So
COMPUTE UNIT SORTING FOR REDUCED DIVERGENCE - Advanced Micro Devices, Inc. (freepatentsonline.com)
is extremely underwhelming. All the tricky questions:
- how are thresholds for profit in performing reorganisation assessed
- degradation due to count of branch targets
- quantity of work item state that is reorganised
- nested divergent control flow (e.g. count of branch targets keeps increasing and even worse if it does so at a high rate relative to instructions executed)
- impact on execution (stalls) caused by having to wait for enough hardware threads to "settle" as a prerequisite for sorting and reorganisation
were completely ignored. Actual sorting techniques were not provided, the capacities of the hardware were not acknowledged as determining factors for sorting and no hint of mitigations for the difficulties of moving data around a SIMD or CU or WGP were provided.

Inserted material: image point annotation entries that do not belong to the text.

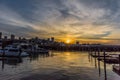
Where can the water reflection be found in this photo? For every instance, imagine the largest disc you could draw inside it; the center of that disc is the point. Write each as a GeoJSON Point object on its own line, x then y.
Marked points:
{"type": "Point", "coordinates": [57, 66]}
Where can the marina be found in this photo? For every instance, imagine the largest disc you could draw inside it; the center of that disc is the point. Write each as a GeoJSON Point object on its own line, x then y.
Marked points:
{"type": "Point", "coordinates": [56, 66]}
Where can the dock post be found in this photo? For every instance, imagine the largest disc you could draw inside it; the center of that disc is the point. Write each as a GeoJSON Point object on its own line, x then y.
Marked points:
{"type": "Point", "coordinates": [119, 62]}
{"type": "Point", "coordinates": [95, 60]}
{"type": "Point", "coordinates": [99, 62]}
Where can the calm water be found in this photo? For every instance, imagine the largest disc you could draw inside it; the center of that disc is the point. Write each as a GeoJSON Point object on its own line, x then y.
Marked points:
{"type": "Point", "coordinates": [56, 66]}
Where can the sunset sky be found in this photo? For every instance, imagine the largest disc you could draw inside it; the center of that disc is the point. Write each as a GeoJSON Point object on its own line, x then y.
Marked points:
{"type": "Point", "coordinates": [82, 20]}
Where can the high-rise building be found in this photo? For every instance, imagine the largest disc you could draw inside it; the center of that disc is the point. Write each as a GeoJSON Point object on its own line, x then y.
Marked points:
{"type": "Point", "coordinates": [0, 35]}
{"type": "Point", "coordinates": [52, 39]}
{"type": "Point", "coordinates": [12, 37]}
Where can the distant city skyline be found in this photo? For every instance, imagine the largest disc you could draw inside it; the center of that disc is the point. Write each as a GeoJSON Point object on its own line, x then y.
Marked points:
{"type": "Point", "coordinates": [87, 21]}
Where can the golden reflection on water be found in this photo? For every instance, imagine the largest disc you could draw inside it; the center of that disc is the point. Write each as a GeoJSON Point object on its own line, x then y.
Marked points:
{"type": "Point", "coordinates": [72, 64]}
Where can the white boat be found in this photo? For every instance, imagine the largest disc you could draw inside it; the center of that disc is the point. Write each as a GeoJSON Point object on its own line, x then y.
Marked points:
{"type": "Point", "coordinates": [13, 51]}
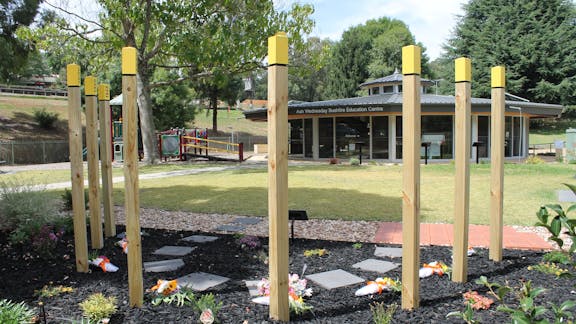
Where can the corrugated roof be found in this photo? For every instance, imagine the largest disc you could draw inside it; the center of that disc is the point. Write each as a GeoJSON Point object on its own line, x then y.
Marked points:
{"type": "Point", "coordinates": [392, 78]}
{"type": "Point", "coordinates": [393, 103]}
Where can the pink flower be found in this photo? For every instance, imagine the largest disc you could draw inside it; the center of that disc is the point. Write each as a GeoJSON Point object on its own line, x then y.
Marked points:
{"type": "Point", "coordinates": [207, 317]}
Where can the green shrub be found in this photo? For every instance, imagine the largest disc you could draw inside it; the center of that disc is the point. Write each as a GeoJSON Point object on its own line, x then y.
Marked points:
{"type": "Point", "coordinates": [97, 307]}
{"type": "Point", "coordinates": [15, 313]}
{"type": "Point", "coordinates": [382, 313]}
{"type": "Point", "coordinates": [45, 119]}
{"type": "Point", "coordinates": [22, 204]}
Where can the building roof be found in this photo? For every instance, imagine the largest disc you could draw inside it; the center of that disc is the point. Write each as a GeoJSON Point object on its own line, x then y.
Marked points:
{"type": "Point", "coordinates": [394, 78]}
{"type": "Point", "coordinates": [392, 103]}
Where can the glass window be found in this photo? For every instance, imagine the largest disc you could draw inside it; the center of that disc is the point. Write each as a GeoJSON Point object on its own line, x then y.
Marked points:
{"type": "Point", "coordinates": [483, 135]}
{"type": "Point", "coordinates": [399, 137]}
{"type": "Point", "coordinates": [352, 136]}
{"type": "Point", "coordinates": [308, 137]}
{"type": "Point", "coordinates": [438, 131]}
{"type": "Point", "coordinates": [326, 140]}
{"type": "Point", "coordinates": [296, 136]}
{"type": "Point", "coordinates": [380, 137]}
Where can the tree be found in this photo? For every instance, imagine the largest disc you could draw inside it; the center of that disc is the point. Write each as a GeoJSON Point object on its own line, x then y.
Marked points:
{"type": "Point", "coordinates": [199, 39]}
{"type": "Point", "coordinates": [172, 104]}
{"type": "Point", "coordinates": [308, 71]}
{"type": "Point", "coordinates": [368, 51]}
{"type": "Point", "coordinates": [14, 51]}
{"type": "Point", "coordinates": [533, 39]}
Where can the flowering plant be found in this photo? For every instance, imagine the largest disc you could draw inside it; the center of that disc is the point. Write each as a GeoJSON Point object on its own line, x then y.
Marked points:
{"type": "Point", "coordinates": [296, 292]}
{"type": "Point", "coordinates": [436, 267]}
{"type": "Point", "coordinates": [249, 242]}
{"type": "Point", "coordinates": [477, 301]}
{"type": "Point", "coordinates": [379, 285]}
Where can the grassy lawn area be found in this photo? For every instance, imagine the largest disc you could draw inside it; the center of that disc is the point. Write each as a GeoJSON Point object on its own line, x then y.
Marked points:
{"type": "Point", "coordinates": [359, 193]}
{"type": "Point", "coordinates": [39, 177]}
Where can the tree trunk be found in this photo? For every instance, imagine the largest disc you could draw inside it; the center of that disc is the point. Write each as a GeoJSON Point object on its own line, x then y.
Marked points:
{"type": "Point", "coordinates": [147, 129]}
{"type": "Point", "coordinates": [214, 106]}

RDNA does have cross-lane data reads which could be a major component of "intra-wavefront" (intra-hardware thread) reorganisation. The bandwidth is low though, so there's a high cost to moving VGPRs on demand and then returning them after work items reconverge to their original scheduling. e.g. there might be 5 VGPRs required for the different sections of code target by control flow, but each work item has 20 VGPRs allocated in total.

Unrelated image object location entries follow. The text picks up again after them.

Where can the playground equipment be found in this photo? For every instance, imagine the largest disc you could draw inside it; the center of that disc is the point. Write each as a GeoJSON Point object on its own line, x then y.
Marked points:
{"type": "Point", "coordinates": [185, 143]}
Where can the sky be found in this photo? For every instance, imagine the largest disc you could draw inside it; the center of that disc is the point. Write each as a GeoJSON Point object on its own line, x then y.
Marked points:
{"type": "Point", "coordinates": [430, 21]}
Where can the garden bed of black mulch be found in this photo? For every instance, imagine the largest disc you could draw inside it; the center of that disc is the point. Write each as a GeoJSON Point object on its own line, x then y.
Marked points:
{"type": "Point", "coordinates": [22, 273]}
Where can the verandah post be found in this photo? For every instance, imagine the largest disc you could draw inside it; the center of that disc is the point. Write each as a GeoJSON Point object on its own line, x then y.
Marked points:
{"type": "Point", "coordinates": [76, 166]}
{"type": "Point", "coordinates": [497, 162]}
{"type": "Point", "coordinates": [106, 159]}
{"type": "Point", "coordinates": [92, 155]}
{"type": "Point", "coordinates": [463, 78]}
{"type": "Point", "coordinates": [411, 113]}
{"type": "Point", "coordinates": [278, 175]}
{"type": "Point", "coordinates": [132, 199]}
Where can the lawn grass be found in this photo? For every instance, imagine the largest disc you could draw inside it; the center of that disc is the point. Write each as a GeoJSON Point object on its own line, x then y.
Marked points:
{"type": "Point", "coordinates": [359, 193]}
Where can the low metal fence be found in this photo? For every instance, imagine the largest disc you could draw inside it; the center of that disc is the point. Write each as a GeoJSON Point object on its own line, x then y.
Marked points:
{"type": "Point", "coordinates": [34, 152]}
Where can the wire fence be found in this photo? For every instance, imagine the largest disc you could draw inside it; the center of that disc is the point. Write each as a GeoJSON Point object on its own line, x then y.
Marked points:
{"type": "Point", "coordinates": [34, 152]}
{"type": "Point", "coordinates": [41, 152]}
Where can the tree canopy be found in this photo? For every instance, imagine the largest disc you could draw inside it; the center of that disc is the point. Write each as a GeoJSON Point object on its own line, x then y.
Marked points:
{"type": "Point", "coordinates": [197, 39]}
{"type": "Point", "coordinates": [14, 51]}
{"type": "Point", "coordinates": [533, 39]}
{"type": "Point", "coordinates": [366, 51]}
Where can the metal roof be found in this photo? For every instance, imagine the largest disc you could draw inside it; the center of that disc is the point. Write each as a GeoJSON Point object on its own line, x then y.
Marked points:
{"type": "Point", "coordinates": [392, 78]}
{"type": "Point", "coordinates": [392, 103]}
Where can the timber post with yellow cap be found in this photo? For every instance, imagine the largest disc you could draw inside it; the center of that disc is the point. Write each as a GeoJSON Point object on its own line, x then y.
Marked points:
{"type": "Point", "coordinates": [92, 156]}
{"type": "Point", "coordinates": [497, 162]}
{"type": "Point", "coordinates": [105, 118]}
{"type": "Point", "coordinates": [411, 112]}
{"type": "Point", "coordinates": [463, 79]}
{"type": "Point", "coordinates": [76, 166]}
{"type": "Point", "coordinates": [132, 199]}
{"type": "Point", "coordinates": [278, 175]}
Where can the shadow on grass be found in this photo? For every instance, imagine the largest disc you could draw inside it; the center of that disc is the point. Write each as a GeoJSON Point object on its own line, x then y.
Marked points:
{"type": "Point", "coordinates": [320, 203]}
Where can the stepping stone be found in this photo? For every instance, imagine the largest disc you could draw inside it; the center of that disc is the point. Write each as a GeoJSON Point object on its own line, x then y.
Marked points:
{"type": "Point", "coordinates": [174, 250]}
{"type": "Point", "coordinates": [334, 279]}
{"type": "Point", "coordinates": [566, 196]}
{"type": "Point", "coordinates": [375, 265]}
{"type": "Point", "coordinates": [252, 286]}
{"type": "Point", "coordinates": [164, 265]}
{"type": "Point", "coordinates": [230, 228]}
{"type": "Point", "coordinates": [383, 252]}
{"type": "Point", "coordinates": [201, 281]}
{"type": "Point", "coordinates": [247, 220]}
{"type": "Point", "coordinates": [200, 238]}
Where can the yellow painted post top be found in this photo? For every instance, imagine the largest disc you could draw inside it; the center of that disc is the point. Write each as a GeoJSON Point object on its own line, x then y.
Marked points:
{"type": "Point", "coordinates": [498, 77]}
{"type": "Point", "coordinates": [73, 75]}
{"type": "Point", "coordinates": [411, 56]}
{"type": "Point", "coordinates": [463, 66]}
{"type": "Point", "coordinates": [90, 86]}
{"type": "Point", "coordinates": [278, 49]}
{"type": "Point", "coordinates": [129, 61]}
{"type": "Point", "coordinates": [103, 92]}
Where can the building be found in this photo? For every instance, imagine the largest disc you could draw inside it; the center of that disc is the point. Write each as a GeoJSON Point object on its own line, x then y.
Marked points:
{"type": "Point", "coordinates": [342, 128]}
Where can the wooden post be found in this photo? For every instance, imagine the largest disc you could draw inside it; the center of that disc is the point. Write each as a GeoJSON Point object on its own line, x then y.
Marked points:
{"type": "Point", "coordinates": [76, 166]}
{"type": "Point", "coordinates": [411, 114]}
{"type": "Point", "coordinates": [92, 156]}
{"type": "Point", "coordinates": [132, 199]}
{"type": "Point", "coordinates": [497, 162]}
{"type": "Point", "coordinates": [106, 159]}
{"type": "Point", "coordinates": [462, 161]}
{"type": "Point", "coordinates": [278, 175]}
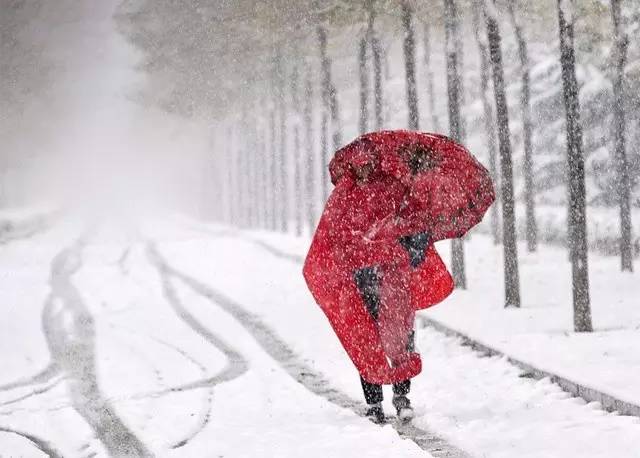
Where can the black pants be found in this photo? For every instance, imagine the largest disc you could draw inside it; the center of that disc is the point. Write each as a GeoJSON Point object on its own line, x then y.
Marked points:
{"type": "Point", "coordinates": [368, 284]}
{"type": "Point", "coordinates": [373, 392]}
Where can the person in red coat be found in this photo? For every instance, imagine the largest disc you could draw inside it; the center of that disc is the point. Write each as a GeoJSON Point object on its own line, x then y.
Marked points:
{"type": "Point", "coordinates": [372, 263]}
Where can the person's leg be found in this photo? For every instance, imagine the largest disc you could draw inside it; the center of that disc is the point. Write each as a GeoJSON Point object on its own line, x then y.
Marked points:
{"type": "Point", "coordinates": [402, 388]}
{"type": "Point", "coordinates": [396, 315]}
{"type": "Point", "coordinates": [372, 392]}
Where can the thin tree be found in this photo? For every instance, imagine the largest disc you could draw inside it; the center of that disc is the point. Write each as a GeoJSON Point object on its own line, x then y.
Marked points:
{"type": "Point", "coordinates": [310, 167]}
{"type": "Point", "coordinates": [283, 194]}
{"type": "Point", "coordinates": [455, 120]}
{"type": "Point", "coordinates": [264, 176]}
{"type": "Point", "coordinates": [623, 182]}
{"type": "Point", "coordinates": [376, 54]}
{"type": "Point", "coordinates": [435, 123]}
{"type": "Point", "coordinates": [511, 274]}
{"type": "Point", "coordinates": [575, 162]}
{"type": "Point", "coordinates": [329, 92]}
{"type": "Point", "coordinates": [531, 231]}
{"type": "Point", "coordinates": [324, 155]}
{"type": "Point", "coordinates": [487, 116]}
{"type": "Point", "coordinates": [273, 191]}
{"type": "Point", "coordinates": [298, 192]}
{"type": "Point", "coordinates": [410, 65]}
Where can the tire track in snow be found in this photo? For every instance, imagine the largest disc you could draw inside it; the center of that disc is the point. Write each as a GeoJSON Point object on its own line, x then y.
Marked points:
{"type": "Point", "coordinates": [236, 366]}
{"type": "Point", "coordinates": [280, 351]}
{"type": "Point", "coordinates": [205, 413]}
{"type": "Point", "coordinates": [37, 442]}
{"type": "Point", "coordinates": [70, 332]}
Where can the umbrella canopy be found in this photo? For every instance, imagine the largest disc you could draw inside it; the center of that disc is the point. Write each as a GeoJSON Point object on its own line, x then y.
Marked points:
{"type": "Point", "coordinates": [448, 190]}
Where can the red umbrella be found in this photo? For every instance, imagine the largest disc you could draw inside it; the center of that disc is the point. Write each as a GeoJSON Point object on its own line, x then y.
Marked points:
{"type": "Point", "coordinates": [449, 191]}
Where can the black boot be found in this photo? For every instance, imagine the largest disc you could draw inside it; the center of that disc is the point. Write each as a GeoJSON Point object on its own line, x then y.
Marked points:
{"type": "Point", "coordinates": [403, 407]}
{"type": "Point", "coordinates": [375, 413]}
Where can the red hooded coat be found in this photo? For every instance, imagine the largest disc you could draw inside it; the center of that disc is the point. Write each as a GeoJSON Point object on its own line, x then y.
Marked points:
{"type": "Point", "coordinates": [360, 227]}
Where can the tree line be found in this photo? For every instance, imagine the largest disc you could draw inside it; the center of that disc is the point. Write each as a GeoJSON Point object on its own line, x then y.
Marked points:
{"type": "Point", "coordinates": [281, 114]}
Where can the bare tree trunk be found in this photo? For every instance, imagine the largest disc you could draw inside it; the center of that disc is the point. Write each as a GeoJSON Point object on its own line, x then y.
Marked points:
{"type": "Point", "coordinates": [531, 231]}
{"type": "Point", "coordinates": [378, 90]}
{"type": "Point", "coordinates": [410, 65]}
{"type": "Point", "coordinates": [282, 146]}
{"type": "Point", "coordinates": [364, 85]}
{"type": "Point", "coordinates": [455, 121]}
{"type": "Point", "coordinates": [376, 54]}
{"type": "Point", "coordinates": [329, 94]}
{"type": "Point", "coordinates": [298, 192]}
{"type": "Point", "coordinates": [239, 175]}
{"type": "Point", "coordinates": [488, 119]}
{"type": "Point", "coordinates": [577, 191]}
{"type": "Point", "coordinates": [511, 275]}
{"type": "Point", "coordinates": [435, 123]}
{"type": "Point", "coordinates": [309, 168]}
{"type": "Point", "coordinates": [324, 154]}
{"type": "Point", "coordinates": [273, 207]}
{"type": "Point", "coordinates": [263, 190]}
{"type": "Point", "coordinates": [621, 44]}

The description of the "inter-wavefront" technique avoids tackling the question of whether the two hardware threads in question are running on the same SIMD. The closest the document comes to acknowledging this question is "Different wavefronts of a single workgroup do not execute in the simultaneous SIMD manner described herein, although such wavefronts can execute concurrently on different SIMD units
138 of a single compute unit
132."
So in all the document barely acknowledges the logistical problems of the algorithms it presents. I'm not convinced there's anything novel (patentable) in the algorithms presented.

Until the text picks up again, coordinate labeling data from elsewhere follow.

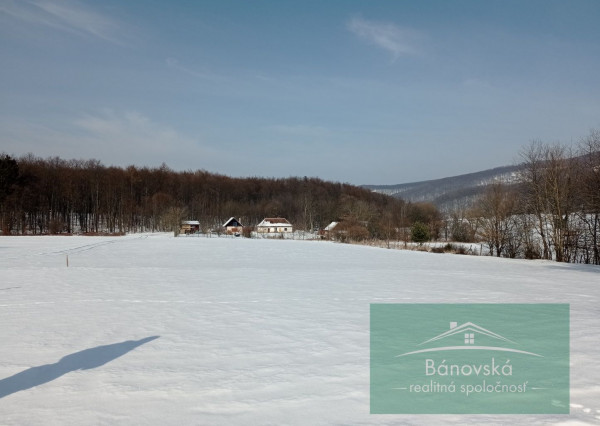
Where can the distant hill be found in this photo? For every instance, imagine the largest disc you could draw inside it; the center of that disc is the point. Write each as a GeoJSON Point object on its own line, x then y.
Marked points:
{"type": "Point", "coordinates": [450, 191]}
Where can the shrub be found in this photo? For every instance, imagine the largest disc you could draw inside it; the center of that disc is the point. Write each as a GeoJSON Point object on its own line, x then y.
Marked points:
{"type": "Point", "coordinates": [419, 233]}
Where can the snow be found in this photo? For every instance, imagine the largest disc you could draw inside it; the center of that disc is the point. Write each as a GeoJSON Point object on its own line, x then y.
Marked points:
{"type": "Point", "coordinates": [152, 329]}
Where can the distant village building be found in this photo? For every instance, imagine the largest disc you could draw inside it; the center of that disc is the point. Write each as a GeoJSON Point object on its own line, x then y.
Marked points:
{"type": "Point", "coordinates": [189, 227]}
{"type": "Point", "coordinates": [274, 224]}
{"type": "Point", "coordinates": [233, 226]}
{"type": "Point", "coordinates": [328, 230]}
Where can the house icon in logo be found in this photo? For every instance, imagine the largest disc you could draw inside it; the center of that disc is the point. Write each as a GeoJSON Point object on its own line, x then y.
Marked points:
{"type": "Point", "coordinates": [469, 331]}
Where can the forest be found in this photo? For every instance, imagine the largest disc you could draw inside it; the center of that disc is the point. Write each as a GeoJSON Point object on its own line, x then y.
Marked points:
{"type": "Point", "coordinates": [552, 211]}
{"type": "Point", "coordinates": [57, 196]}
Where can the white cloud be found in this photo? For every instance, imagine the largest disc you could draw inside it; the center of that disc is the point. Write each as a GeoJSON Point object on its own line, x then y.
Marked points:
{"type": "Point", "coordinates": [174, 64]}
{"type": "Point", "coordinates": [398, 41]}
{"type": "Point", "coordinates": [67, 16]}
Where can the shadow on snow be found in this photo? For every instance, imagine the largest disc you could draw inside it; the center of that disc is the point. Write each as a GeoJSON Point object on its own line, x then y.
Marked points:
{"type": "Point", "coordinates": [83, 360]}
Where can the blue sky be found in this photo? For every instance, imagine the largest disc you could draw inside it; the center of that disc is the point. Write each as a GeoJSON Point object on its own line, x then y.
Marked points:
{"type": "Point", "coordinates": [366, 92]}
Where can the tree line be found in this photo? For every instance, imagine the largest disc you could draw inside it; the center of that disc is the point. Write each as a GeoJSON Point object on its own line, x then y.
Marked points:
{"type": "Point", "coordinates": [53, 196]}
{"type": "Point", "coordinates": [552, 212]}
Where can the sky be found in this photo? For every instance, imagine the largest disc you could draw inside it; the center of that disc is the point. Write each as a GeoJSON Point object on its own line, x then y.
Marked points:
{"type": "Point", "coordinates": [364, 92]}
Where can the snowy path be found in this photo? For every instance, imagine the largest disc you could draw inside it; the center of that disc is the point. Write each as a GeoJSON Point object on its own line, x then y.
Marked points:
{"type": "Point", "coordinates": [161, 330]}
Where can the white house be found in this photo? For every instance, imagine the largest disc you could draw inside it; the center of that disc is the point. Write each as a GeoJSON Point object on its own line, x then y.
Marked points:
{"type": "Point", "coordinates": [189, 227]}
{"type": "Point", "coordinates": [274, 224]}
{"type": "Point", "coordinates": [233, 226]}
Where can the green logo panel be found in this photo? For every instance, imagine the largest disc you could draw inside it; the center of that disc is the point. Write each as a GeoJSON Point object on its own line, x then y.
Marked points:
{"type": "Point", "coordinates": [469, 358]}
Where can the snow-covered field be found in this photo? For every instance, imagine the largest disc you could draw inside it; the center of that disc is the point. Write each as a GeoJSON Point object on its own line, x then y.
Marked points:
{"type": "Point", "coordinates": [159, 330]}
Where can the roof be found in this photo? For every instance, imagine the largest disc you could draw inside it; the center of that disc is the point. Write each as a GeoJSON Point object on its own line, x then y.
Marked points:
{"type": "Point", "coordinates": [274, 221]}
{"type": "Point", "coordinates": [229, 220]}
{"type": "Point", "coordinates": [330, 226]}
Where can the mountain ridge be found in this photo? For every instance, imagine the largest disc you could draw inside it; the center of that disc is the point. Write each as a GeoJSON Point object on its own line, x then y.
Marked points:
{"type": "Point", "coordinates": [453, 190]}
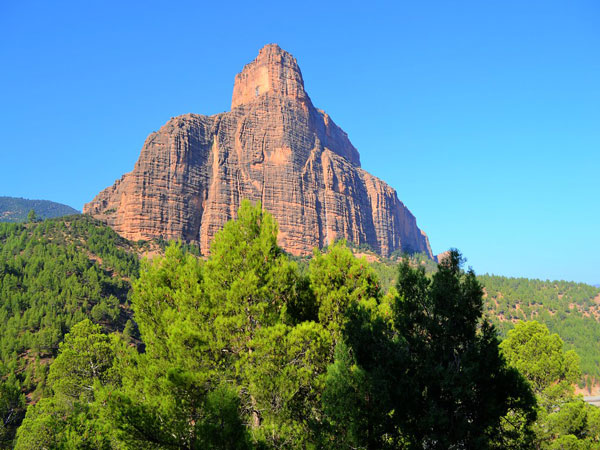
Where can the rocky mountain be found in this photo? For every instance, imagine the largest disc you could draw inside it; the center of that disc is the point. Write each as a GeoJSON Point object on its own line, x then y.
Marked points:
{"type": "Point", "coordinates": [15, 209]}
{"type": "Point", "coordinates": [273, 146]}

It's nice that the document referred expressly to ray tracing, and shows the problems associated with "uber ray shading" that comes when "closest hit", "miss" and "any hit" shaders are composed into a single uber shader (on top of the actual BVH traversal shader).
The general case of divergent control flow while shading ray results is unavoidable, so anything that mitigates SIMD-wastage is welcome.
Multiple execution items per work item is presented.
We're already familiar with this, in a sense. When a 64-item workgroup runs on an RDNA (2) SIMD, the compiler generates "hi" and "lo" 32-work-item halves, which are either tackled by alternating each instruction for each half, or scheduling one half to run to completion followed by the other.
From the perspective of a hardware thread this is sort of as if each work item is mapped to two. For instance in a pixel shader that is generally ran as a 64 work item workgroup, pixels 0 and 32 can be thought of as two execution items, both sharing work item 0 in the hardware thread. The register file can be viewed the same way: r0 in execution item 0 is matched by r32 in execution item 32.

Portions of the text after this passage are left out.